Java is the most popular programming language. The main factors responsible for this are that it provides endless utilities, innovative programs and a vast library to the programmer. Each Java developer is equipped with a large set of in-built tools. However, this fact becomes irrelevant if the chosen tool is inadequate for the project being undertaken. Some of the more popular Java tools will be discussed below. This article does not cover the whole scope of Java tools but the one listed here will be discussed extensively.
Although a lot of IDEs have been growing in popularity, especially NetBeans and intelliJ IDEA, recent surveys have shown that for half of the population of Java programmers, Eclipse is the Integrated Development Environment (IDE) of choice. The IDE boasts an interface that allows the user to customize it down to the smallest detail and it is also preinstalled with an endless array of plugins. Eclipse is very popular with enterprise bloggers and this is partly due to the tool’s extensibility and the wholesome community of developers. It is so easily adaptable that every other tool included in this article comes with custom installed Eclipse plugin tools. With Eclipse, the workflow is split into three tiers and these are the Workspace, Perspectives and the Workbench. Each tier has its own unique functions: the Workbench serves as the port of launching the IDE, the Workspace categorizes files and projects and features for configuring settings within a separate directory while Perspectives identify the different tools and features included in the Workbench.
This functions as a resource for project automation and it adds to the characteristics of Apache Ant and Apache Maven. Although Maven is currently more popular than Gradle, that seems to gradually be becoming a thing of the past because the number of Gradle users is steadily rising. On all Android devices, Gradle is currently the custom build tool. The chief selling point of Gradle is its simplicity. It employs the coding language, Groovy in place of the XML syntax favored by other tools like the aforementioned Apache Ant and Apache Maven. The resource also comes with preinstalled plugins for new languages, thus creating new project files compatible with IDEs and custom binaries, and also searching for up to date dependencies.
This tool is available for use by Oracle. Its function is to parse uniquely formed comments into HTML documents. Comments generated by Javadoc are generally filed with an opening tag, a couple of descriptive tags, and a closing tag. The first tag usually bears a semblance to a conventional Java comment tag with the exception of the presence of two asterisks. Javadoc is also employed in parsing plain HTML tags.
This is a jcoverage tool usually used in the analysis of Java codes in pursuance of test coverage. It comes with a preset collection of features for checking, testing and instrumenting codes. Through careful monitoring of the structured code provided by Cobertura, you can test your preselected framework or simulate the program without the presence of a functional testing framework. The tool is also used to report and monitor the coverage of the set code in term of packages, branches and lines and each category includes a threshold that sounds a warning when the code coverage falls below the threshold. The Cobertura tool can also be set to integrate with other tools for automated detection of faults.
This tool is a feature of the JDK. It is employed for use in the review and monitoring of the overall performance of applications running on Java codes. VisualVM retrieves and makes diagnostic information on app process by detecting and attaching to activated JVM instances. The tool enables programmers and developers to make a diagnosis of application performance in real time and it comes preinstalled with an impressive array of highly useful tools like jstack, jstat, jmap, jinfo and JConsole. Also, the user can take snapshots of any JVM and thus file it for review at a later date.

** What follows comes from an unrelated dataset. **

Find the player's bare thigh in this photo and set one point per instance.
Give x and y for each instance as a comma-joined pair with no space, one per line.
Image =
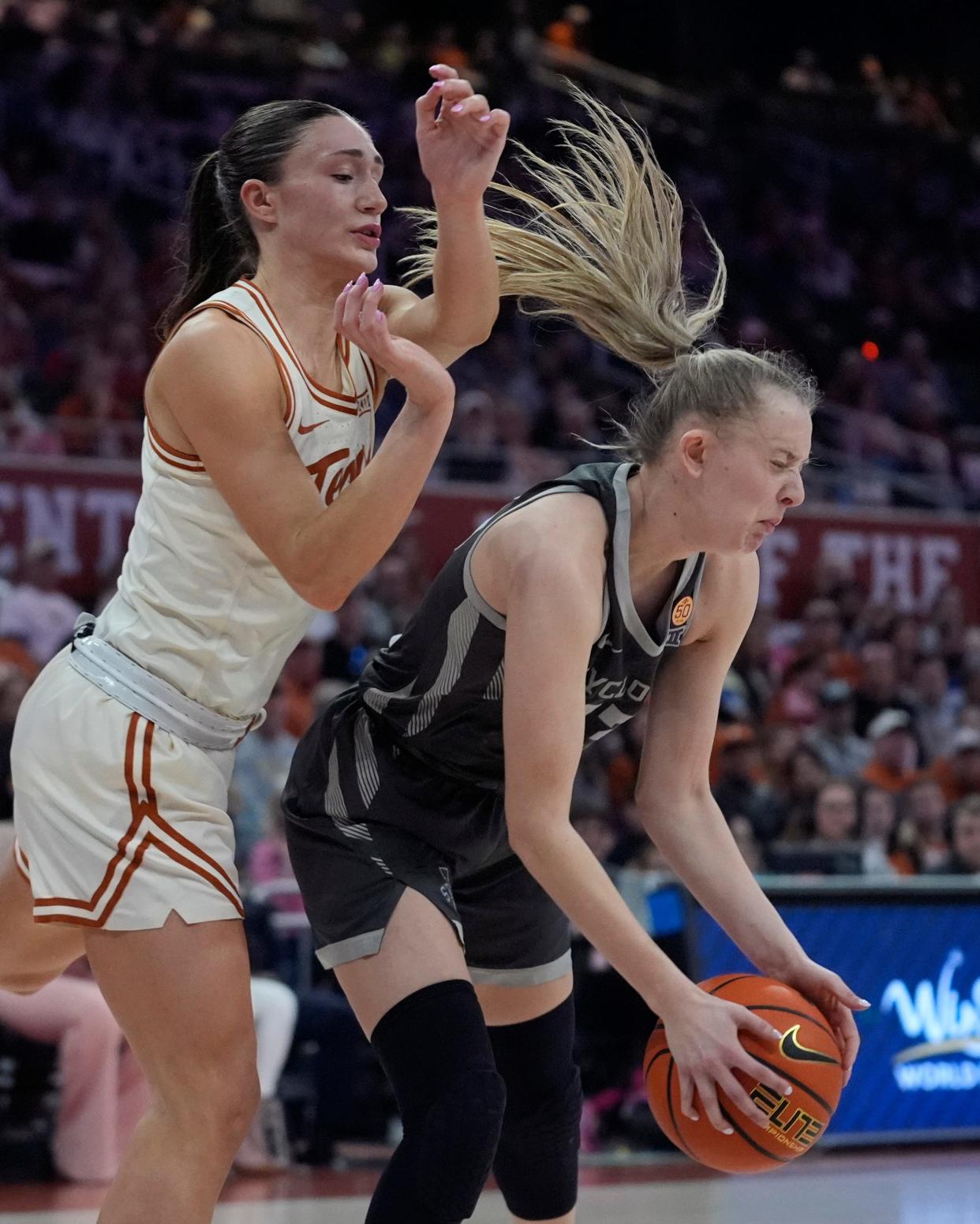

A major strength of Groovy is its scripting capabilities Groovy has a database that is popular among Java programmers due to its Java base that makes accessibility easy.
This fact is even more glaring in comparison with tools like JRuby and Jython.
This tool is used to pattern the series of matches and compare them against a preset database of bugs. With the provision of the source code, the tool can also be used to highlight lines of preset codes marred by discovered bugs. With the latest 3.0.1 upgrade, the FindBugs tool now maintains a database of hundreds of bug descriptions. According to the level of severity, the bugs are grouped into four levels. These are: the level of concern, scary, scariest and troubling. Also, the tool comes with a preinstalled Eclipse plugin, a command line interface and an Apache Ant task.
Java developer is equipped with a large set of in-built tools.
Although a lot of IDEs have been growing in popularity, especially NetBeans and intelliJ IDEA.
Tier has its own unique functions: the Workbench serves as the port of launching the IDE, the Workspace categorizes files and projects and features for configuring settings within a separate directory while Perspectives identify the different tools and features included in the Workbench.
Javadoc tool is available for use by Oracle. Its function is to parse uniquely formed comments into HTML documents.